화학공학소재연구정보센터
Energy & Fuels, Vol.34, No.4, 4909-4924, 2020
Numerical Investigation of Particulate Matter Processes in Gasoline Direct Injection Engines through Integrated Computational Fluid Dynamics-Chemical Kinetic Modeling
Despite improvements in thermal efficiency and fuel economy, gasoline direct injection (GDI) engines have been identified as a prominent source of ultrafine particulate matter (PM) in the atmosphere. Adverse impacts caused by PM on the environment and public health motivate the need to deepen the understanding of PM emissions from GDI engines. Hence, an integrated modeling approach is formulated to investigate PM processes in a wall-guided GDI engine by bridging the gap between computational fluid dynamics (CFD) and chemical kinetics. Serving as the gasoline surrogate, a reduced and validated toluene reference mechanism is selected. Spray, turbulence, fuel impingement, liquid film, spark ignition, combustion, and PM emissions are modeled by a complete set of CFD submodels.
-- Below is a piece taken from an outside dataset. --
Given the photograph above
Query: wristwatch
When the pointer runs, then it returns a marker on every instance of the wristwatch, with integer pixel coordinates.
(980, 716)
The dynamic multizone partitioning is introduced within the CFD framework for computational expenditure while soot modeling is addressed through the sectional method. In-cylinder pressures, number density, and mass density of PM are reproduced across engine speeds of 1600-3000 rpm and loads with torques of 60-120 N m. Under a homogeneous stoichiometric mode, dominant formation mechanisms of PM are highlighted as the emergence of fuel-rich regions and the presence of residual liquid fuel droplets at the spark timing. The former is attributed to film stripping and evaporation due to spray-wall interactions while the latter stems from poor droplet vaporization from fuel injected, rebounded, splashed, and/or stripped from the liquid film. Optimized control strategies for GDI engine operations should target to minimize these sources for effective PM abatement.